On Monday we at Machina Research ran a pre-conference workshop looking at how MNOs should exploit the opportunities presented by M2M. We focused a lot on the healthcare and utilities segments that have been the basis of a couple of our published Connected Intelligence reports. All very interesting and interactive.
Day 1 highlights included a presentation from Larry Haddad of Nissan which I summarised in yesterday's blogpost and Stephan Keuneke of Deutsche Telekom. Stephane's emphasis was that MNOs' focus M2M should be on partnering. He identified the four different go-to-market models that they would be simultaneously adopting:
- 'Sell to' - the customer buys a complete solution from DTAG
- 'Sell with' - connectivity is provided by DTAG and the device elsewhere
- 'Sell through' - where an M2M partner has a strong relationship with verticals they will effectively sell on DTAG's connectivity
- DTAG as a supplier - sales via an MVNO or service provider
At the moment around half of their M2M business is as supplier. He also emphasised that they were addressing M2M in a very different way from traditional services. For example by thinking about lifetime fee rather than monthly fee. Another specific example being not issuing a monthly invoice for connections that barely generate any revenue.

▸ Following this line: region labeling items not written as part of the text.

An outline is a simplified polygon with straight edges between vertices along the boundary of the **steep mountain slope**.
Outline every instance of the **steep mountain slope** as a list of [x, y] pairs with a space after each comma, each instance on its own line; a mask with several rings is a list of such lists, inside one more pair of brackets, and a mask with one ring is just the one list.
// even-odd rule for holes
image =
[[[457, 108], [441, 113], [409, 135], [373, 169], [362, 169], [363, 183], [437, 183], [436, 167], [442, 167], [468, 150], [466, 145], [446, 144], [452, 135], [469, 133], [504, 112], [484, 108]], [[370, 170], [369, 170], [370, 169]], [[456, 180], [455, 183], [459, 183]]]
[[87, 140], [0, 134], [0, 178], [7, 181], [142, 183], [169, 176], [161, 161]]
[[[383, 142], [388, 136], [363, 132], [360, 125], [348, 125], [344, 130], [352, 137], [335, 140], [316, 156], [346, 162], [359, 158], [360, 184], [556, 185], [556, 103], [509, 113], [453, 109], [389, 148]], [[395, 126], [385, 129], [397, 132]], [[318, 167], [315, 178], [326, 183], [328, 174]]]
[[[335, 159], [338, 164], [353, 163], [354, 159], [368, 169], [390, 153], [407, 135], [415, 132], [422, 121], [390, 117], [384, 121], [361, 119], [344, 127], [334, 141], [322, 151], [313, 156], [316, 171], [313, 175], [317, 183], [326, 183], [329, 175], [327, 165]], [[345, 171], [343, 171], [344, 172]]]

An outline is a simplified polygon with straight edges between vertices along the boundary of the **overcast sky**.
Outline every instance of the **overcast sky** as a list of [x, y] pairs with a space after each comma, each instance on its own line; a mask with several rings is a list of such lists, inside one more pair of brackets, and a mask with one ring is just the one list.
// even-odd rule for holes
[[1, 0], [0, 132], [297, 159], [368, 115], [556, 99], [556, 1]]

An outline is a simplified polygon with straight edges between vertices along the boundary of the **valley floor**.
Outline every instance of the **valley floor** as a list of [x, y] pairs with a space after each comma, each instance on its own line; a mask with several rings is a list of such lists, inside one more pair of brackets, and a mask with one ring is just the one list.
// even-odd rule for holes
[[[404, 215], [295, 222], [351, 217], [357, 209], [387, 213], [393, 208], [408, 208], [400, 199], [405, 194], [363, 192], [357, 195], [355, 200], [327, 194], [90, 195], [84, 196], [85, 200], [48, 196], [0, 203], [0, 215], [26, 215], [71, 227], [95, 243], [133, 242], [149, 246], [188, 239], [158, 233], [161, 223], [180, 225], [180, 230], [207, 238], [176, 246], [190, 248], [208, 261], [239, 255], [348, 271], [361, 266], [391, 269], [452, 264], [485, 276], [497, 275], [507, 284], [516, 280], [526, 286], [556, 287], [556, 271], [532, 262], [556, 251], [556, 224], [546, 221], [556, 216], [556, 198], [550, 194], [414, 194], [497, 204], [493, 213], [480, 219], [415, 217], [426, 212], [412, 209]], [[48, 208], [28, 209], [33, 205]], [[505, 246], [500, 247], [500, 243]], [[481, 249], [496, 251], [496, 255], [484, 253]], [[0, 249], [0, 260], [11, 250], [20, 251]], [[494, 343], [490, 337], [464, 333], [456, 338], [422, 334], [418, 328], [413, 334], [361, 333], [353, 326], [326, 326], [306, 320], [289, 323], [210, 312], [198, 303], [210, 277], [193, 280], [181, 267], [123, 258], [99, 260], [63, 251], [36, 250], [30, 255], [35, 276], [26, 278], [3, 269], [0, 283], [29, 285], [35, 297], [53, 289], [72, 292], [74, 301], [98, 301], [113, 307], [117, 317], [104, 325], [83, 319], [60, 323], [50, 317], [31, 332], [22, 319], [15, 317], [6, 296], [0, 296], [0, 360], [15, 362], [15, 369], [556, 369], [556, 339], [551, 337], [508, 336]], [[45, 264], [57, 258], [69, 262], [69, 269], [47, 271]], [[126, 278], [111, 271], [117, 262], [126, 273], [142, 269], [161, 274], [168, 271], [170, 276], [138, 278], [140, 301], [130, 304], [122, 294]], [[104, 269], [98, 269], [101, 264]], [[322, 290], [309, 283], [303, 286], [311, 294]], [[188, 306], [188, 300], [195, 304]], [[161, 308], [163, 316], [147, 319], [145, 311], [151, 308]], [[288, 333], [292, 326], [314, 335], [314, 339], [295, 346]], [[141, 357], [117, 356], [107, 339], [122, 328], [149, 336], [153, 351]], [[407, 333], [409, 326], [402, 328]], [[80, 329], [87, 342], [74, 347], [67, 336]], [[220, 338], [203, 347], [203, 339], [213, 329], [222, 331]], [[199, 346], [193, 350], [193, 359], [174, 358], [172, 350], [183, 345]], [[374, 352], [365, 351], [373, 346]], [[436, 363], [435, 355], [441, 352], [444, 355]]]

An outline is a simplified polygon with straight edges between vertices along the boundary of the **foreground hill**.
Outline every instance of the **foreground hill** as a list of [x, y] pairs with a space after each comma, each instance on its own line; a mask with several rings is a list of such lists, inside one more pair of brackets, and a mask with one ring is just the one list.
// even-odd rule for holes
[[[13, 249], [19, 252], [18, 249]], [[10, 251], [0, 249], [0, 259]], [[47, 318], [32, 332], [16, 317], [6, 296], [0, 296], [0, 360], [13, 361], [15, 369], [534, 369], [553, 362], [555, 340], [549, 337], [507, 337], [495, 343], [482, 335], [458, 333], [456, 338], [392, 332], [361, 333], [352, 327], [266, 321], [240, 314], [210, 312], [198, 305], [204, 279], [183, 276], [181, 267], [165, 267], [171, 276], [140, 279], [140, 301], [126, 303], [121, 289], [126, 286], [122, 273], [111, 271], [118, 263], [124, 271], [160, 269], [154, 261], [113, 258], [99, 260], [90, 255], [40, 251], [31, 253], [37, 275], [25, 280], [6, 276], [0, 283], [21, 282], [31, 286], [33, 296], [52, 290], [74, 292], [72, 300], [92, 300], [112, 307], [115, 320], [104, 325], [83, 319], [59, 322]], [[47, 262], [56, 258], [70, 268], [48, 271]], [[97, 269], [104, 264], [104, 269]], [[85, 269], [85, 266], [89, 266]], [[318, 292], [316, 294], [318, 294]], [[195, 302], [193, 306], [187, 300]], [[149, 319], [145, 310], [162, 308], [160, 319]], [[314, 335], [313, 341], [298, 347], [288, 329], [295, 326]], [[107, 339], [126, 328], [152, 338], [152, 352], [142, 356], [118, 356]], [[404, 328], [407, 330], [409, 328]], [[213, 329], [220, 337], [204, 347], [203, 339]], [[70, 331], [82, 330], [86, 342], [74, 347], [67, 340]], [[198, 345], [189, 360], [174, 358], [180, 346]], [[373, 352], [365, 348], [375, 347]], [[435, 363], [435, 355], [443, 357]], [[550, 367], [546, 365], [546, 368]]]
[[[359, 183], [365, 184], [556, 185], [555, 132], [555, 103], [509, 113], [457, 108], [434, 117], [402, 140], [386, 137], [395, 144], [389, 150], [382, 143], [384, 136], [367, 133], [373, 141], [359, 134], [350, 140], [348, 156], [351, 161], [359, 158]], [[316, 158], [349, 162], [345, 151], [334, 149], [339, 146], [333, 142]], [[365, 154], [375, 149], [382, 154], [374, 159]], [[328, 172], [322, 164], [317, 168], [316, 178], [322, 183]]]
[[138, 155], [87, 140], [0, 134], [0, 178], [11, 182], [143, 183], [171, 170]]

The afternoon saw us all break off into roundtable sessions. The one I ran, covering the impact of EU regulations on smart meter deployments, was a pretty cut and dried discussion. The EU has said member states will probably have to roll out smart electricity meters to 80% of households by 2020, with slightly less stringent requirements for gas. It's not definite until September 2012 and details depend on the member state. The only real stumbling blocks are ensuring that the meters have the right funtionality and issues of privacy, i.e. a conflict with the EU principle that a person should be able to opt-out. Can you opt out of smart metering? These sorts of issues are dealt with in our recent report: Machine-to-Machine (M2M) Communications in the Utilities Sector 2010-20.
The more interesting discussions seemed to be in the other groups. Not sure I should admit that! They were dealing with business models. Again the message came across loud and clear. The key is to partner.
Day 2 saw a diverse bunch of presentations. Mila Milenkovic of Telekom Srbija presented some really interesting case studies across a variety of verticals including fleet management, security, public transport, home automation and healthcare. TS has clearly done some thinking about M2M and is already making progress, even breaking out of the traditional M2M verticals of transport and security. The message from Mila was clear though: the key is to partner. TS handles the connectivity, marketing and sales while the partner looks after devices, maintenance and administration.
DTAG popped up again in the form of Markus Breitbach who also talked about partnerships and the way in which the new M2M competence center can act as an aggregator for application developers in the M2M space. The center provides support to all local entities (of which there are 50+) with M2M-specific knowledge, resources and solutions. In so doing it can bring together an application developer for a particular M2M service from Slovakia with an end customer in the US. The benefits of partnership very clearly work both ways.
And if you want to know more about the DTAG M2M competence center check out the June/July issue of Mobile Europe. There's an Insight Report supplement in the magazine focusing on M2M, compiled by Machina Research, including an interview with Jürgen Hase, VP of the center. The supplement should be out soon and available on the Mobile Europe website here.
Markus also talked about DTAG's expectations with regard to the value chain, indicating that about 15-25% of the value was in the devices, 15-25% in the communications and 50-70% in the applications. The message from that is clear (and echoes what we were talking about in our pre-conference workshop): there's not much revenue in carrying traffic. If anything, we think that he might be a bit ambitious with regard to the comms element, certainly in future.
Krzysztof Kwiatkowski of Comarch put it quite neatly when he described how MNOs can adopt one of three approaches: in-house, partnership and licensee. He was discussing M2M management platforms specifically but this applies equally across almost all elements of the value chain from channels and marketing to billing and SIM-management. On this note, Krzysztof provided the quote of the day about how telecoms service providers could not become "civilisation service providers", which is effectively what they're trying to do if they try to cover all of M2M themselves.
There were numerous other interesting presentations on day 2 including Marc Overton of Everything Everywhere on the ways in which MNOs can help freight management (including one client who said that better knowledge of its stock in China can reduce stock in channel by 50%) Davide Pratone of Telecom Italia setting minds at rest about OTA provisioning, Tom Gardner from my old employers 3UK talking about the sweet spot for a 3G-only player and David Boswarthick talking about the role of standards bodies, particularly with regard to smart metering.